Why Traditional DB Inspections Fail and AI-Powered Anomaly Detection Helps

Why Traditional DB Inspections Fail

Traditional inspection systems rely on fixed thresholds that are set high to avoid excessive alerts. While they can catch obvious anomalies, they miss dynamic changes such as gradual increases in QPS, load, or data volume during peak periods, leading to delayed response and potential business impact.

Anomaly Detection: The “Second Pair of Eyes”

Recent advances in machine learning and AI provide new approaches for time‑series monitoring. By learning patterns from historical data, AI can identify behaviors that deviate from the norm, enabling DBAs to detect abnormal metric changes early.

Overall Process

The detection pipeline consists of data transformation, feature extraction, algorithm selection, tuning, and alarm convergence.

Key Steps

Feature Analysis : Identify periodic, stable, or sudden changes in metrics (e.g., Redis memory usage shows daily cycles, MySQL disk usage grows steadily).

Algorithm Selection : Apply sliding‑window transformations, IQR detection, seasonal decomposition, or level‑shift detection based on feature types.

Tuning : Combine dynamic thresholds learned by ML with static thresholds to reduce false positives and handle known interference such as migrations or DDL operations.

Alarm Convergence : Merge repeated alerts within a time window and across instances to avoid alert storms.

Three Typical Application Scenarios

1. Stable Trend Anomaly Detection

Most metrics (MySQL disk usage, Redis memory) exhibit a smooth trend under normal conditions.
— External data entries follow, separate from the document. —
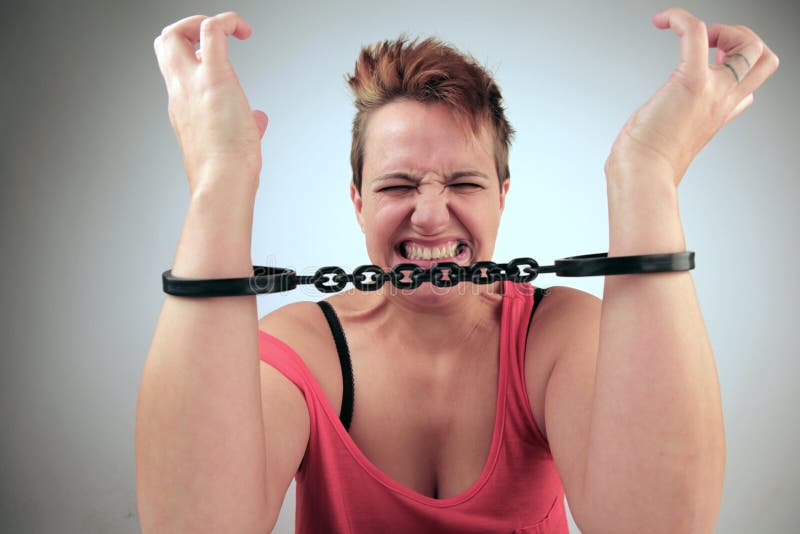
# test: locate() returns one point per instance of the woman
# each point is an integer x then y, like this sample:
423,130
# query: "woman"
475,408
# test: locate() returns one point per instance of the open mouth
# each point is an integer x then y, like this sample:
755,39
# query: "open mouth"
456,251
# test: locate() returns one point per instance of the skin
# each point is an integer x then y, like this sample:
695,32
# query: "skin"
625,390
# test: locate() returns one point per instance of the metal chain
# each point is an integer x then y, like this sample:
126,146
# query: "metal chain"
333,279
410,276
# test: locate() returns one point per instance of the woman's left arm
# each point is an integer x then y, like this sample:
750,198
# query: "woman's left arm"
653,451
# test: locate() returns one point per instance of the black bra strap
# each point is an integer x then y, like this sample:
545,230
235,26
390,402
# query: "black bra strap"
538,293
348,382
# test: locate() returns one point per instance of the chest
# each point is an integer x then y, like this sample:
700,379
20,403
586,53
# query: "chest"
426,421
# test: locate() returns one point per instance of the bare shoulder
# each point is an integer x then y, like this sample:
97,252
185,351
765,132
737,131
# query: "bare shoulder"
566,326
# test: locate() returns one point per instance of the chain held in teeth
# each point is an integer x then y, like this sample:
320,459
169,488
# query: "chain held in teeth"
410,275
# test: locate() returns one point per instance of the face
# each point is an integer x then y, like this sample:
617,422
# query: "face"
429,191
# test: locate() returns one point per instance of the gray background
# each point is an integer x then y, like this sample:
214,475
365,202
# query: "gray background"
94,195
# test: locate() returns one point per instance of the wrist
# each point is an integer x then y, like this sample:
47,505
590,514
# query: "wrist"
628,171
643,213
228,182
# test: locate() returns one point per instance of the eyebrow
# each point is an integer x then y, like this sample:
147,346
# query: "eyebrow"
412,178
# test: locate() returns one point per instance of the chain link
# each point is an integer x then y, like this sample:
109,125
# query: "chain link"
332,279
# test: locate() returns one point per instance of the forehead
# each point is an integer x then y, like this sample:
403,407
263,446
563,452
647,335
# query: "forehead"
421,137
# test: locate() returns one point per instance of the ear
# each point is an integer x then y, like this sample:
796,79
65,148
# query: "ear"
355,196
503,192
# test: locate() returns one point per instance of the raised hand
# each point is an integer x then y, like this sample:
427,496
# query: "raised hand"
219,133
698,98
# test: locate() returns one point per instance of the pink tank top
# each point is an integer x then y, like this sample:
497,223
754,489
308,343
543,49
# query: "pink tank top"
519,491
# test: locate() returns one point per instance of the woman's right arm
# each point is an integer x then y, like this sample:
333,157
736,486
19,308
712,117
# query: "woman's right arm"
201,460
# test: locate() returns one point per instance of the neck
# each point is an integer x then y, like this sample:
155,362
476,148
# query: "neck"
437,325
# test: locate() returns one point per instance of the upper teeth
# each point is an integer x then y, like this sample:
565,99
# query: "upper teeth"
416,252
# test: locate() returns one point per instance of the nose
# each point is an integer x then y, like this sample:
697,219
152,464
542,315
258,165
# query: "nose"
431,210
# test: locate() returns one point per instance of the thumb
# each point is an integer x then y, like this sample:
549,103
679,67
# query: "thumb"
261,121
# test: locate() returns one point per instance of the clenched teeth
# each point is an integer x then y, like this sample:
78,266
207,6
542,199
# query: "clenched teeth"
416,252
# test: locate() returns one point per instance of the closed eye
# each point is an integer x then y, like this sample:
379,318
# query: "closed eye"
466,185
396,188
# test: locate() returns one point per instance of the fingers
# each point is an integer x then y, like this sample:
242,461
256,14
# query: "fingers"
175,47
743,56
738,48
693,35
214,34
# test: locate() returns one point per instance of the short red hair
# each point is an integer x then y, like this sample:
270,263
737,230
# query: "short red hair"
427,71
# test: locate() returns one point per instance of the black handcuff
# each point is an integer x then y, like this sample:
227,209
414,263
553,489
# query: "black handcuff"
410,276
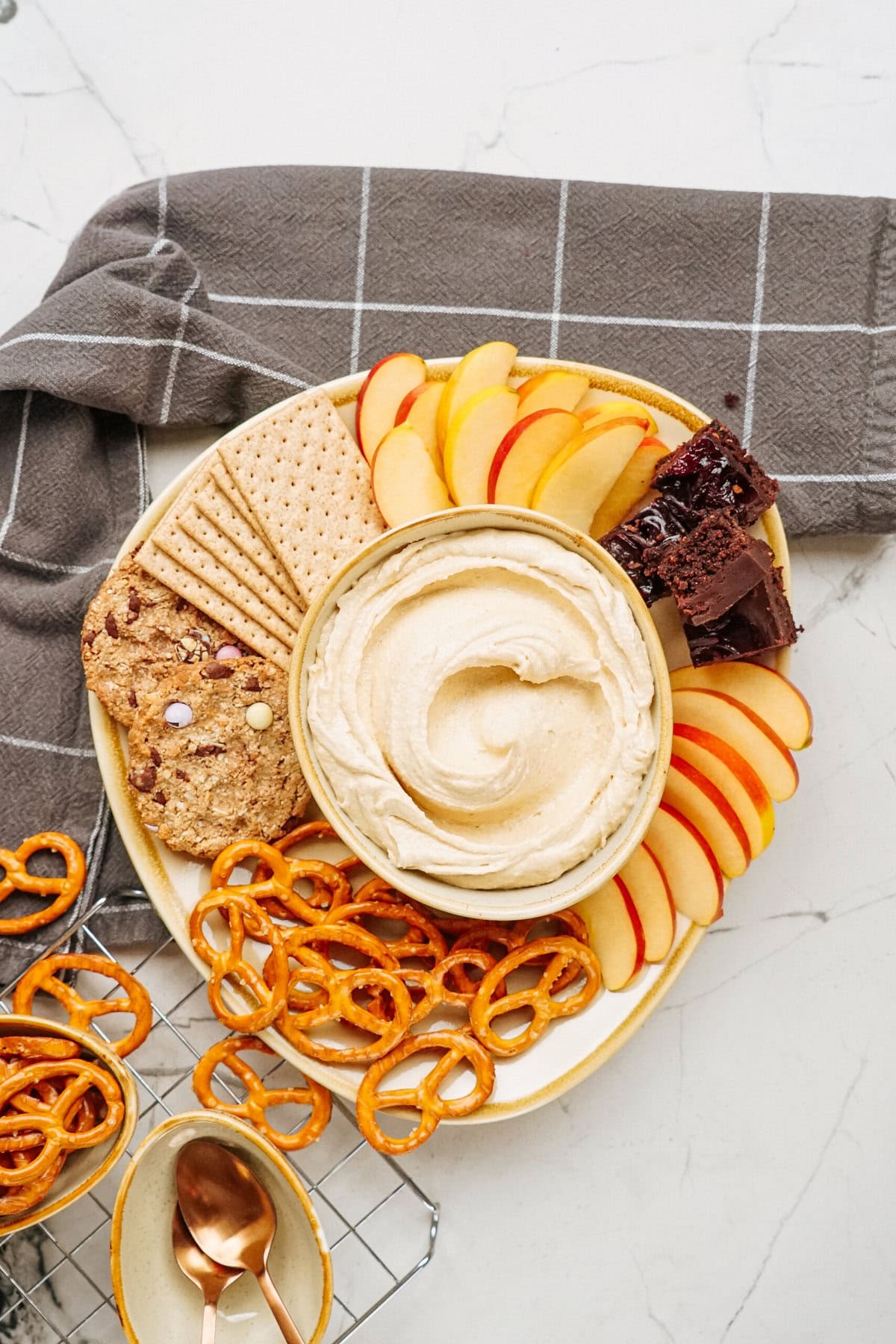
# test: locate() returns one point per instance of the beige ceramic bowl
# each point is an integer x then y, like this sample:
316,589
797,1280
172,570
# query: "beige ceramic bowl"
480,903
87,1166
156,1303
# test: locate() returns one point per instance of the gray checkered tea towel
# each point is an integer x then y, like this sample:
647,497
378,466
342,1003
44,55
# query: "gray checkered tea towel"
199,300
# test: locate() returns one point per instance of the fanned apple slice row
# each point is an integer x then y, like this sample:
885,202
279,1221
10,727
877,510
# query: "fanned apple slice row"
632,487
420,410
689,866
487,366
736,725
615,932
555,389
600,411
382,393
473,438
735,780
765,691
406,484
649,890
575,484
706,806
524,453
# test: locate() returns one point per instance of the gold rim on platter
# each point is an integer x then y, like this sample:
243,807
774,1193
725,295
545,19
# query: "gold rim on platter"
151,858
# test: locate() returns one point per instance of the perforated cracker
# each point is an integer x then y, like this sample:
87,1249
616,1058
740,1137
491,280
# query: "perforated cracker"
214,604
308,485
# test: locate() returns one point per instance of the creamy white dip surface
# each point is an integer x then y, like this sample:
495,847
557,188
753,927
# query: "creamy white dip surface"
480,705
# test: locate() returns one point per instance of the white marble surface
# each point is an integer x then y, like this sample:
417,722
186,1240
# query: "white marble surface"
729,1175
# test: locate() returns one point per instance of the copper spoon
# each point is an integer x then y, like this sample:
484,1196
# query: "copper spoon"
206,1273
231,1216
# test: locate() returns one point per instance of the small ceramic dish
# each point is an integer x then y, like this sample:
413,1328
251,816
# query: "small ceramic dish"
480,903
85,1167
151,1290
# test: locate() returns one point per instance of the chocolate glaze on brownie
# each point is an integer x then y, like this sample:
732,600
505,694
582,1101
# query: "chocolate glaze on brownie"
761,621
712,567
711,472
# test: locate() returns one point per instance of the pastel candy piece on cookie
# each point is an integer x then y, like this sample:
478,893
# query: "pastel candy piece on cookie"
309,487
217,779
134,631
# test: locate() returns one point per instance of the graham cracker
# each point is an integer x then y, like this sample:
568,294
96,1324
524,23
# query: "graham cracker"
240,561
193,557
227,613
308,485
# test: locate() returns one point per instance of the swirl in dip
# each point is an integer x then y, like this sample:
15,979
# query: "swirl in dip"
480,705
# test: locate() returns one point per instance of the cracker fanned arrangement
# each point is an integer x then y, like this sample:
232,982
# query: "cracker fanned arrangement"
230,570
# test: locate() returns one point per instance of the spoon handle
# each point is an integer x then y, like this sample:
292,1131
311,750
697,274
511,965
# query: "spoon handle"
210,1320
279,1310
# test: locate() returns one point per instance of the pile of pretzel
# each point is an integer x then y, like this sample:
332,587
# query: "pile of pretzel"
435,962
53,1102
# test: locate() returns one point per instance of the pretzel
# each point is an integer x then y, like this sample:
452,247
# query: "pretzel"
258,1097
84,1011
421,940
38,1048
15,865
432,984
45,1125
561,953
516,936
274,880
230,964
425,1097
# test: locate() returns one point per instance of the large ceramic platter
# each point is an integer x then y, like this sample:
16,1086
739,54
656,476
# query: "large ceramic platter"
570,1050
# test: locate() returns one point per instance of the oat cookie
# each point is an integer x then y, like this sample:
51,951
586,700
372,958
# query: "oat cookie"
213,759
134,631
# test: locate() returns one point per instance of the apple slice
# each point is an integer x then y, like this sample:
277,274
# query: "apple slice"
765,691
575,484
406,485
695,797
487,366
473,438
615,932
648,887
420,410
600,411
734,777
555,389
524,453
726,718
382,393
688,863
630,488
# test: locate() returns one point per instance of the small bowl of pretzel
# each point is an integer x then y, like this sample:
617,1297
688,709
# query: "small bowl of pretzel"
67,1110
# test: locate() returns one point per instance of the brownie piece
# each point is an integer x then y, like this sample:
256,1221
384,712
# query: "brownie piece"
657,526
712,567
758,623
712,472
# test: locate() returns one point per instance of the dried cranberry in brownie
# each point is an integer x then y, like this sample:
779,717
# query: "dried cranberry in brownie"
638,544
712,472
136,629
213,759
712,567
756,624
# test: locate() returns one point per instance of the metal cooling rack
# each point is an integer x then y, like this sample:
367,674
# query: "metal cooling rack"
54,1277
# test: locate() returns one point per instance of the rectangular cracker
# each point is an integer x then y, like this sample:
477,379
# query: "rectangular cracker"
227,615
199,562
240,562
308,485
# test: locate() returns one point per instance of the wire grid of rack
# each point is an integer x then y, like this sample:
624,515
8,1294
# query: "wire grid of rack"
381,1226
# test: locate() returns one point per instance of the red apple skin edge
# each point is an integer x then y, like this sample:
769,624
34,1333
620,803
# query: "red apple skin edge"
507,444
641,944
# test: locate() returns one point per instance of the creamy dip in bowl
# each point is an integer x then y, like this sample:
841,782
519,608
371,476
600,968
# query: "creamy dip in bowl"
479,709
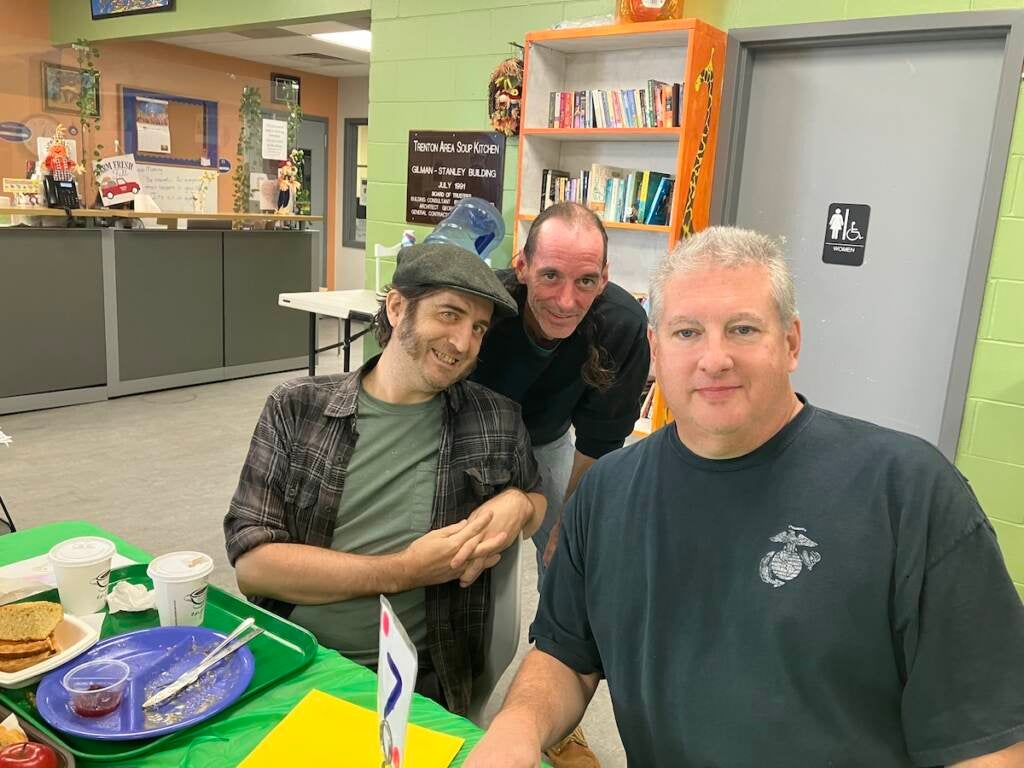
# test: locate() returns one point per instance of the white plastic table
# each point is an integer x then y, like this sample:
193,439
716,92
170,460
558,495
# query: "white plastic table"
349,306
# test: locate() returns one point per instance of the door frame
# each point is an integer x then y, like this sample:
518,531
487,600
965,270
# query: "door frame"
349,204
744,44
326,168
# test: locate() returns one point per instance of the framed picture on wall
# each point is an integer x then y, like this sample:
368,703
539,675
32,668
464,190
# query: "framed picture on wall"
111,8
64,86
285,89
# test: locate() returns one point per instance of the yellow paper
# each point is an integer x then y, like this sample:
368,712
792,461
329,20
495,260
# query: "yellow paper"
323,730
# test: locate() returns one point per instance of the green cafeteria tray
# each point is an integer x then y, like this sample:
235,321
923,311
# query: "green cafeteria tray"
282,650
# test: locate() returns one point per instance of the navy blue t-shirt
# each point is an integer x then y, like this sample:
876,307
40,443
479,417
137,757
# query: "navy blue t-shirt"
835,598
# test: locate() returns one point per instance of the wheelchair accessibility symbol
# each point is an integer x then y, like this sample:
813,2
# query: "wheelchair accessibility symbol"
846,233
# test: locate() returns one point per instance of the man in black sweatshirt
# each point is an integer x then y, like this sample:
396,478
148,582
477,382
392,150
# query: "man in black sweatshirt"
577,356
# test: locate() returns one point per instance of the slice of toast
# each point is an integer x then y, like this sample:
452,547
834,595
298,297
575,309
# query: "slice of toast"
23,663
31,621
27,648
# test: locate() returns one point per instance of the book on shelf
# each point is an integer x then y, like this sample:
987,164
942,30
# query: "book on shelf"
561,186
599,175
660,202
656,105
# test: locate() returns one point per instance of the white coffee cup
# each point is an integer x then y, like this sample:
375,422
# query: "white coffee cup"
180,580
82,569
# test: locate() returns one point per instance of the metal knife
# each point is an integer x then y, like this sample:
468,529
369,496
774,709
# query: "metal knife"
192,675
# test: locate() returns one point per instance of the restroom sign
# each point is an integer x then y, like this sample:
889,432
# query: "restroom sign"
846,233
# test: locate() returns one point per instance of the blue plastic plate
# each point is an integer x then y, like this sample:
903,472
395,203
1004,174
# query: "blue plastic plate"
156,657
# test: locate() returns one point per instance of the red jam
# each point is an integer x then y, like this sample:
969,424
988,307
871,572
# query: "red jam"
95,705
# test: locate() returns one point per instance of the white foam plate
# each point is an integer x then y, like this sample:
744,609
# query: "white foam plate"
74,636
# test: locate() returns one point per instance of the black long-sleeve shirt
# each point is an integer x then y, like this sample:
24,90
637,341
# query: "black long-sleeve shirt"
548,384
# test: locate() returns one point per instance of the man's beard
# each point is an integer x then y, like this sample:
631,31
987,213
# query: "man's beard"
417,349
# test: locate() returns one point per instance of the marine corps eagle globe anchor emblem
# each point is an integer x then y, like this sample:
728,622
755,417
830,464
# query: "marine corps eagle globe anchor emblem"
779,566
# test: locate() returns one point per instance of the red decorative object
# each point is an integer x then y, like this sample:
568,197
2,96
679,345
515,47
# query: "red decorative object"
648,10
505,91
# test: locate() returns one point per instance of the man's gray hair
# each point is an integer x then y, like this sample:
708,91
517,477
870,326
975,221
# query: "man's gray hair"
730,248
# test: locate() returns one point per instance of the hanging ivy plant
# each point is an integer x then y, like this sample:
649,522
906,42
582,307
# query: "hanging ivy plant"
250,134
294,123
88,110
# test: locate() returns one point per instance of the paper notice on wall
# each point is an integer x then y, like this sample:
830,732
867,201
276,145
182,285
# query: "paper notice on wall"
173,188
43,146
274,139
153,126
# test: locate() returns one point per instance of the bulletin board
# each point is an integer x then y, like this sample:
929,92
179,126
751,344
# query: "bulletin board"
193,125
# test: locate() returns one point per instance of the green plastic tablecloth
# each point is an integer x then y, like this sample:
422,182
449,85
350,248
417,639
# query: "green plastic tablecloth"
222,741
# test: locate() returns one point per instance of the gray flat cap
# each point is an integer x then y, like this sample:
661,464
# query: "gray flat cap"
443,265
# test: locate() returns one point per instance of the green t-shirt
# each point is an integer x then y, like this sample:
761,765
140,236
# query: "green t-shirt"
386,505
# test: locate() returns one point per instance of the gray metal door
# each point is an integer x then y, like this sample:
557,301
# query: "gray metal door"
905,126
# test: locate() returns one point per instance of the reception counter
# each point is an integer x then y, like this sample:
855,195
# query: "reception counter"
86,314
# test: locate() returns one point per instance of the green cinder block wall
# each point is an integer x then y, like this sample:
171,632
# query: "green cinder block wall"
429,70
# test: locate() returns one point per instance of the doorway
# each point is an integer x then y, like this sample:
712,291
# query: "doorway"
311,139
901,125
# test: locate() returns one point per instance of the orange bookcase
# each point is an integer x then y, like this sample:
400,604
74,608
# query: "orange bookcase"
619,56
623,56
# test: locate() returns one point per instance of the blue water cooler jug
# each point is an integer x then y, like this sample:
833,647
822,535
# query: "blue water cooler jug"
474,225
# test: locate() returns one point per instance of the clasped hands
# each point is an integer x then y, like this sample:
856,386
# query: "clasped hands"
467,548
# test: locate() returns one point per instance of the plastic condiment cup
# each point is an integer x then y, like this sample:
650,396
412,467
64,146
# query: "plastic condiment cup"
179,580
82,569
95,688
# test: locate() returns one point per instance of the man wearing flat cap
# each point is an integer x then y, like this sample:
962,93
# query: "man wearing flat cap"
398,478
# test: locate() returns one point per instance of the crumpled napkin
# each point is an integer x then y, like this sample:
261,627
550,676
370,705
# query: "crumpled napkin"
130,597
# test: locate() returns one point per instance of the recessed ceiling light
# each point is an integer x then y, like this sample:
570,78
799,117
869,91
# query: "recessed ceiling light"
358,39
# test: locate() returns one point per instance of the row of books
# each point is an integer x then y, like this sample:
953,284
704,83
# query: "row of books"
613,194
653,107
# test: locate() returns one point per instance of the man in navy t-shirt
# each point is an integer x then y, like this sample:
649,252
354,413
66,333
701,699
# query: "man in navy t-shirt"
765,583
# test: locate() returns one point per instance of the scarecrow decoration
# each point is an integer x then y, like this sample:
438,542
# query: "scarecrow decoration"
505,92
57,162
288,183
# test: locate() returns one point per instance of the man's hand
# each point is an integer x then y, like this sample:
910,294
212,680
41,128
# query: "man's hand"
552,545
507,747
510,511
441,555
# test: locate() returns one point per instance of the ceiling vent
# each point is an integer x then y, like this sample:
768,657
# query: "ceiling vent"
265,33
324,57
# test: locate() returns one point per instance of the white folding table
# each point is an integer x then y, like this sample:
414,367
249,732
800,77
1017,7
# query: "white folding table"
348,306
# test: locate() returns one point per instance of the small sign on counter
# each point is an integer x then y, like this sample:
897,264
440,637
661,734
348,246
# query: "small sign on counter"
446,166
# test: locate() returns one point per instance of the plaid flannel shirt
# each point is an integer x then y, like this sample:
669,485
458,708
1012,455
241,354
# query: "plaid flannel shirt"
294,476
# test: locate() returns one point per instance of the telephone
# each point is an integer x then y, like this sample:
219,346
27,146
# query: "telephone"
60,194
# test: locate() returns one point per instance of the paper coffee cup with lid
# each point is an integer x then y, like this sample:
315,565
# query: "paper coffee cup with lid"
82,569
180,580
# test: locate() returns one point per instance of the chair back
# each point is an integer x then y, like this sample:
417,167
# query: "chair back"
501,636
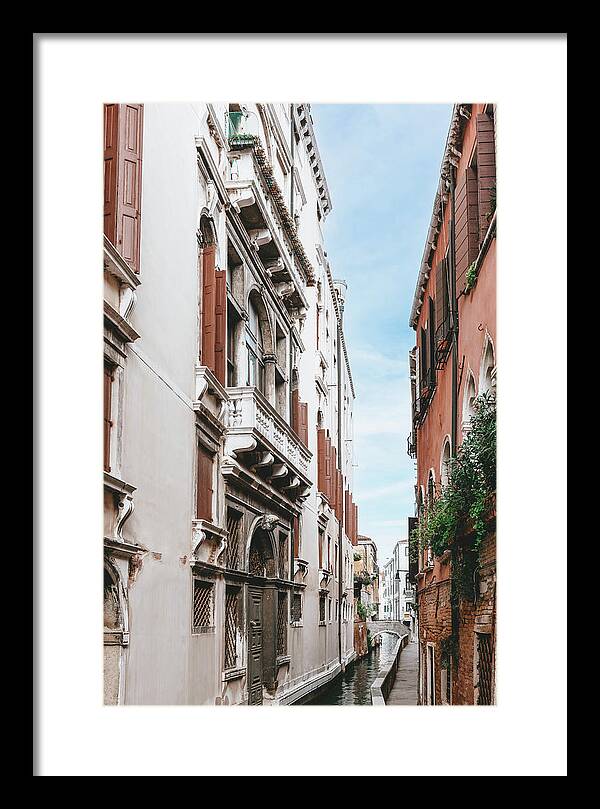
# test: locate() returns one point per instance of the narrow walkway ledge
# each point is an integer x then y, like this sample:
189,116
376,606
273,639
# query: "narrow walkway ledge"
384,684
404,688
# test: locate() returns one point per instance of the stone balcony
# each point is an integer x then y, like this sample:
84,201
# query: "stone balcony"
261,440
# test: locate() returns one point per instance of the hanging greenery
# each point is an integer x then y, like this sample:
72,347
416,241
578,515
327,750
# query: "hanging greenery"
460,511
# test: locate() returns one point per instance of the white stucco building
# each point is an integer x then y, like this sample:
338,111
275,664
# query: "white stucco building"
229,520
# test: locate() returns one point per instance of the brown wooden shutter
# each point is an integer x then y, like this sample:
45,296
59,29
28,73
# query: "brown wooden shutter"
204,496
108,379
129,183
432,345
321,460
303,426
328,469
220,324
347,520
111,155
424,350
486,169
296,532
333,483
467,227
295,420
442,313
208,306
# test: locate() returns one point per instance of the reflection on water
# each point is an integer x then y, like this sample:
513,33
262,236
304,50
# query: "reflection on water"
354,686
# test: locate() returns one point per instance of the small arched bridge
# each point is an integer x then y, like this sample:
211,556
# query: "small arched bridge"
395,627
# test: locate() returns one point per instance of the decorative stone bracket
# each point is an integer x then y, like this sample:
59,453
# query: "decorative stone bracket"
300,567
208,542
325,577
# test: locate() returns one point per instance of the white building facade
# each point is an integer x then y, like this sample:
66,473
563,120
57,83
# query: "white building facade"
398,594
228,396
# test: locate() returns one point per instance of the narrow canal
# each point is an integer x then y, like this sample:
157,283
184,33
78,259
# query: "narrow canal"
354,686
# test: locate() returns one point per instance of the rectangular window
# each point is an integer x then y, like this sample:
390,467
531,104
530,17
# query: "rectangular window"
284,550
484,668
297,608
232,600
232,321
430,676
123,130
108,384
234,526
282,621
202,613
204,495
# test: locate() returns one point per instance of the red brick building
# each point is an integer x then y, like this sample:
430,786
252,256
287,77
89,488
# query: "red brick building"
452,364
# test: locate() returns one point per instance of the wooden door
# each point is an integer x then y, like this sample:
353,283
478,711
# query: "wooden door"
255,640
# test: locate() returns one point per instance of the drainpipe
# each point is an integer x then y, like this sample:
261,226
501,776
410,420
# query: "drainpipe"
292,144
454,611
340,456
454,305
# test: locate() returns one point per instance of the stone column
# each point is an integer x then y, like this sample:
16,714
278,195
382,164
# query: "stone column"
269,360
The DoubleRollingAggregate algorithm creates two sliding windows, computes the difference, and generates a new series where positive values indicate upward trends and negative values indicate declines.

Alarm messages and auxiliary reports help DBAs pinpoint the cause of disk usage spikes, such as large binlog generation during archival tasks.

2. Periodic Change Anomaly Detection

Metrics like Redis memory usage follow a daily cycle. The SeasonalAD algorithm first removes seasonal patterns using ClassicSeasonalDecomposition, then applies a two‑branch detection: one branch flags points where the deseasonalized residual is positive, the other applies IQR on the absolute residual. The intersection yields true periodic anomalies.

Additional rules (e.g., low memory usage, small amplitude, limited anomaly count) further filter out benign fluctuations.

3. Sudden Change Anomaly Detection

CPU Level‑Shift Detection (MySQL)

When CPU usage jumps sharply (e.g., from 20% to 30% within minutes), LevelShiftAD detects the edge using a double‑rolling window to compute absolute differences, followed by IQR and sign checks to isolate upward spikes.

QPS Drop Detection

Sudden drops to near‑zero QPS often indicate large transaction commits or binlog bottlenecks. IQR detection quickly isolates these outliers.

Algorithmic details include computing Q1, Q3, IQR, and applying configurable multipliers (c1, c2) to define the normal range.

# Sort monitoring data
data = [5,7,10,15,19,21,21,22,22,23,23,23,23,23,24,24,24,24,25]
len(data)  # 19
# Scatter plot
import matplotlib.pyplot as plt
plt.scatter(range(len(data)), data)
# Histogram
plt.hist(data)

Practical Experience and Tuning

Deployed detection for CPU, disk, memory, table size, QPS, and scan rows across production, achieving >80% alarm accuracy and reducing noise. Different metrics require tailored algorithm families; dynamic thresholds learned by ML complement static hard limits. Multi‑dimensional alarm convergence (temporal and cross‑instance) prevents alert storms.

Future Outlook

Roadmap moves from single‑metric detection to multi‑metric correlation and automated root‑cause analysis. Ongoing work focuses on expanding joint anomaly detection, refining ML models, and further reducing manual inspection workload for DBAs.